Column: Clippers are going all in on this season, regardless of what anyone else in NBA thinks
The Clippers might be out of their minds, out of their league, and out of any reasonable chance at playing deep into the spring.
But they’re all in.
They’re stuck in fourth place in a Western Conference dominated by two teams that could finish with two of the best records in NBA history. Their most talented player hasn’t played in two months. Their franchise has never advanced past the postseason’s second round.
Yet with most NBA teams spending Thursday’s trade deadline stuck in neutral while either conceding the title to the Golden State Warriors or waiting for this summer’s flow of free-agent money, the Clippers were acting with all the bluster of Steve Ballmer and swagger of Doc Rivers.
They’re all in, and it’s all good.
They could have traded the distressed asset that is Blake Griffin. They wouldn’t.
They could have hoarded a future draft pick while giving up on the idea of finally acquiring a small forward. They didn’t.

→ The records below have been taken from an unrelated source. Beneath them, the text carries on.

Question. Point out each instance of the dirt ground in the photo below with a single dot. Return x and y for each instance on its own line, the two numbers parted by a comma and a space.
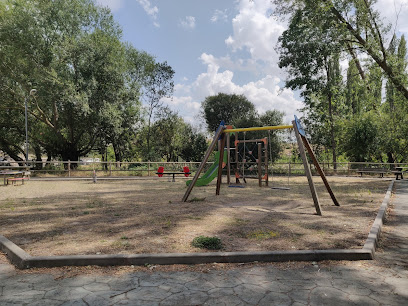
147, 216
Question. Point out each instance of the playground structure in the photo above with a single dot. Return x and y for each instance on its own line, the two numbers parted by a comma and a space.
220, 138
186, 172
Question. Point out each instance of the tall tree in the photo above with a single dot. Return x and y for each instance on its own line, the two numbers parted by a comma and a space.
311, 57
357, 26
157, 85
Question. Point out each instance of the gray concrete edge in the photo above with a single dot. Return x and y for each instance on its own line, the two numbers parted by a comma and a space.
375, 231
24, 261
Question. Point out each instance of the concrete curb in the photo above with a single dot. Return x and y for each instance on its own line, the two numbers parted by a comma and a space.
14, 253
24, 261
374, 234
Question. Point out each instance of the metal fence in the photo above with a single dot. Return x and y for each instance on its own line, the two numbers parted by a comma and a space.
117, 169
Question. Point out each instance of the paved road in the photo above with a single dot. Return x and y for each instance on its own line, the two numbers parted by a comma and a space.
383, 281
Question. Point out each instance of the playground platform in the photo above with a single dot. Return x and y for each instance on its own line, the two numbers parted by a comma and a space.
382, 281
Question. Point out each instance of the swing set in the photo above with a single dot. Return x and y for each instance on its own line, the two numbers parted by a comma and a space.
222, 135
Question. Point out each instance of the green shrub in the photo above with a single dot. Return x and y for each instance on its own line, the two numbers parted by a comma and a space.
210, 243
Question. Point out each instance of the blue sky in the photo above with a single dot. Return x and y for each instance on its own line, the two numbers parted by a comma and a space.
219, 46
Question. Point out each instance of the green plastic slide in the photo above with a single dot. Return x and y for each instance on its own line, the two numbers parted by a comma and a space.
211, 173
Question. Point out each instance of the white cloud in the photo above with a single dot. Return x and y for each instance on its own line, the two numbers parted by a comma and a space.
256, 31
150, 10
265, 93
219, 16
114, 5
188, 23
394, 12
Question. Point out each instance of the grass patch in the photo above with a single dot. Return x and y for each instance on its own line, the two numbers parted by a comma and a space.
209, 243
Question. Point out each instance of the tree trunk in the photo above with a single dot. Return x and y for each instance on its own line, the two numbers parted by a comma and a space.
332, 136
38, 157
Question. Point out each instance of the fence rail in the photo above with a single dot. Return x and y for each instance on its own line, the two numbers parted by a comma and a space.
149, 168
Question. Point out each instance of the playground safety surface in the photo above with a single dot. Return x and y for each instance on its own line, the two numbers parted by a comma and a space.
147, 216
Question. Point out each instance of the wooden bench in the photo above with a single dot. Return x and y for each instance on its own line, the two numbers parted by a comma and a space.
380, 171
16, 179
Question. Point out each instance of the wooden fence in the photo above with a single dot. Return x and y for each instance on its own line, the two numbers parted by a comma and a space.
115, 169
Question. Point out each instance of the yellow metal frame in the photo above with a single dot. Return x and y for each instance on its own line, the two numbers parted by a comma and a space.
261, 128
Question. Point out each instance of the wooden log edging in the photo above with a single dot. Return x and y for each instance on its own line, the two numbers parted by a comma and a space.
22, 260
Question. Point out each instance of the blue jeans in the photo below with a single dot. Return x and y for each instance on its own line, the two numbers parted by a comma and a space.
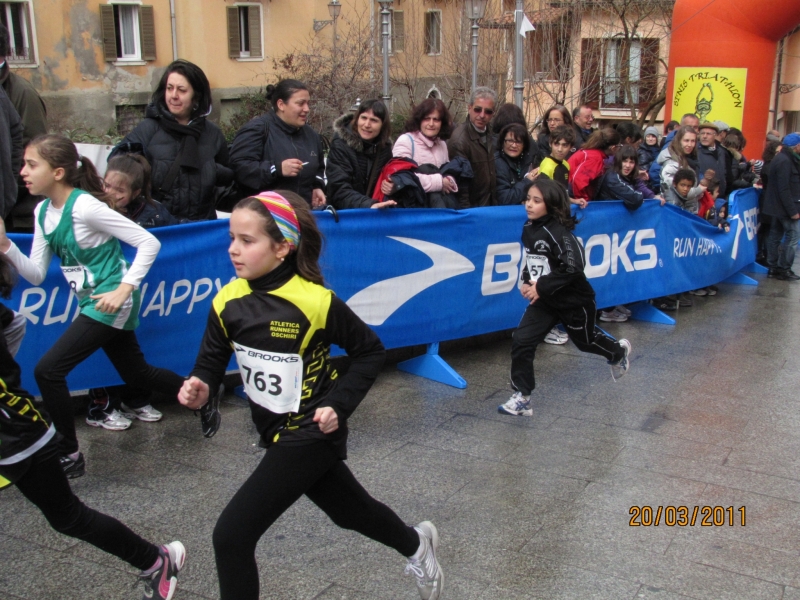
779, 256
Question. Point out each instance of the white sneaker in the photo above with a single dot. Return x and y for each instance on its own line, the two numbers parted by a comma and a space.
113, 421
430, 578
518, 405
612, 316
556, 336
145, 413
623, 310
619, 368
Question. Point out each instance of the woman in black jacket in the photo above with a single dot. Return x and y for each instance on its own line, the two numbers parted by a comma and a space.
187, 153
513, 164
359, 150
279, 150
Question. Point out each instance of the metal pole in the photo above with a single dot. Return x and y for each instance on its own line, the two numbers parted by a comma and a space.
385, 35
474, 53
519, 85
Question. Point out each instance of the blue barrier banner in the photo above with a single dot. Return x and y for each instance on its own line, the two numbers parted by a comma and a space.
415, 276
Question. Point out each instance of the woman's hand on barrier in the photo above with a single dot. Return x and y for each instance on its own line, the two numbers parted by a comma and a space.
193, 393
327, 418
318, 199
110, 302
5, 243
387, 187
579, 201
291, 167
384, 204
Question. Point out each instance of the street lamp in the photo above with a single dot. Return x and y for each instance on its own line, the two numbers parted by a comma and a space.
385, 13
475, 12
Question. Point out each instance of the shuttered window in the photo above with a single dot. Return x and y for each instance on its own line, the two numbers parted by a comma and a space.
129, 32
16, 16
244, 31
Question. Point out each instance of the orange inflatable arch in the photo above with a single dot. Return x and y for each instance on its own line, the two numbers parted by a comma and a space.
722, 61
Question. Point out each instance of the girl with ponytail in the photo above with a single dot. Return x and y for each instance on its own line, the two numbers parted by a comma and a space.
77, 223
281, 322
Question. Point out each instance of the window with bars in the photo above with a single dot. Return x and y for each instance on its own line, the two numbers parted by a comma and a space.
128, 32
244, 31
618, 73
433, 32
16, 16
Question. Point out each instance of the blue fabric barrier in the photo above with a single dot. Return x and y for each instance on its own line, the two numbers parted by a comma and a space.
415, 276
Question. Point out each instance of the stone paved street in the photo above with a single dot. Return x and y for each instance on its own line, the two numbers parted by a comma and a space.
526, 507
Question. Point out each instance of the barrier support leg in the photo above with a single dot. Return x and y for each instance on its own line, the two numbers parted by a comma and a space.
644, 311
740, 279
431, 366
755, 268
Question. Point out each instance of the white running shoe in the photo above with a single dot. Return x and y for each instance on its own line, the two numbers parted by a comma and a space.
429, 575
623, 310
113, 421
612, 316
145, 413
556, 336
619, 368
518, 405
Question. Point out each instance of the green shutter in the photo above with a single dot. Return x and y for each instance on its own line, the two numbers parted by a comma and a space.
234, 43
254, 24
147, 28
108, 27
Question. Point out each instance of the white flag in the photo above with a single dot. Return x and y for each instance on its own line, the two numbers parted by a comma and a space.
525, 26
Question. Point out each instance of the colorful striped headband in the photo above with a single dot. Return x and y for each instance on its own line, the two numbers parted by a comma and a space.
284, 215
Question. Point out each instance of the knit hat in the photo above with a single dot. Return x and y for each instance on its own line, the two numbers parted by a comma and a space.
708, 125
791, 140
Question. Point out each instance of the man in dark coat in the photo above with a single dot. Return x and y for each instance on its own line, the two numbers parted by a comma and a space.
473, 141
711, 155
31, 109
782, 203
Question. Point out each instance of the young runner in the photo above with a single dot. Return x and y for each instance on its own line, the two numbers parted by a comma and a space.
84, 232
280, 321
558, 291
29, 459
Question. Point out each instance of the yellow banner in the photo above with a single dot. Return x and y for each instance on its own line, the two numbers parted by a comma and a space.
713, 94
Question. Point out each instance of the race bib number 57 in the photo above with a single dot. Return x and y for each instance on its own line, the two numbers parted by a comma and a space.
271, 379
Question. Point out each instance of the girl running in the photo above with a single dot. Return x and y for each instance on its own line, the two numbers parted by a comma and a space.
558, 291
84, 232
29, 459
280, 321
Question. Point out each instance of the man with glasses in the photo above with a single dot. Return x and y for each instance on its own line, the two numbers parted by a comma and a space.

The Clippers traded Lance Stephenson and a lottery-protected first-round draft pick in 2019 for lanky Memphis forward Jeff Green, and while first-rounders are gold and Green has an expiring contract, does either fact matter right now?
Forget 2019. Forget this summer. Forget that the national media ripped this trade and flunked the Clippers for mortgaging a chunk of their future for a small slice of a championship hope. The Clippers will take that slice. The Clippers will chase that hope.
“We wanted to stay in the argument,” Rivers said of the Western Conference chase, and there is increasingly little argument that they are there now.
The Clippers believe against all reasonable predictions that they have a chance to win it now, and those thousands of screaming fans at Staples Center on Thursday night show they are not alone.
Without Griffin, the Clippers hustled to a 105-86 victory over a San Antonio Spurs team without Kawhi Leonard or Manu Ginobli. The Spurs began the night 10 games ahead of the Clippers in the standings, and even depleted they can win games like this one. But not on this night, not with the Clippers’ newfound defense and rebounding and Chris Paul’s scoring 15 of his 28 points in the fourth quarter.
The Clippers led the Spurs by as many as 20, watched them close it to five points early in the fourth, but then put it away with Paul’s shooting and three thundering ally-oop dunks by DeAndre Jordan that led Ballmer to leap out of his baseline seat and do something that frighteningly resembled the Nae Nae dance.
The Clippers are 19-5 without Griffin, and have found a defensive and ball-sharing rhythm that should remain strong when the humbled superstar returns in several weeks.
They are the last team to defeat both the Warriors and Spurs in the postseason. They have won big games in both places. They not only believe they still have a championship shot, they also believe it could be one of their two remaining championship shots with Paul and Griffin free to walk in the summer in 2017. This group’s title window is closing fast, so who can blame them for wanting to grab at every last breeze while they can?
“We’re always going all in,” said Rivers of the trade. “I don’t know if it’s that dramatic. We just thought it made us better.”
Enter Green, who has been the definition of mediocre in parts of two seasons with Memphis, but who shined under Rivers in Boston in 2012-2013, shooting 47%, including 39% from beyond the arc. He doesn’t have to be great, he just has to be solid in stretches, a guy who can hit a few big shots and fit into the system like Rivers’ failed acquisitions Josh Smith and Stephenson could not.
“I envision using him in a lot of ways,” River said of the 6-foot-9 Green. “I really wanted more length, you look at the teams we need to beat, we need to get longer and more athletic and increase our shooting. With Jeff we did all three of those things.”
The only really weird thing the Clippers did all night had nothing to do with their trade, but their tempest. They inexplicably tweeted a photo of Blake Griffin shaking hands with Matias Testi, the assistant equipment manager who Griffin recently punched, resulting in a broken hand and four-game suspension. The tweet was accompanied by the hashtag #Family, but should have instead included the hashtag #WhyAdvertiseIdiocy.
Yes, this was Griffin’s and Testi’s first return to the sidelines since the punch, but Griffin has already publicly apologized, and Testi didn’t show up in the locker room during the pregame media availability, so the furor was basically finished until the Clippers brought it back up.
While the two men were truly friends, the handshake seems staged, the hashtag was forced, and the Internet immediately rained down its ridicule.
The Clippers don’t need any more theatrics. With 28 games remaining, both on the court and in the front office, they have shown they are all about real hope, and they’re all about it right now.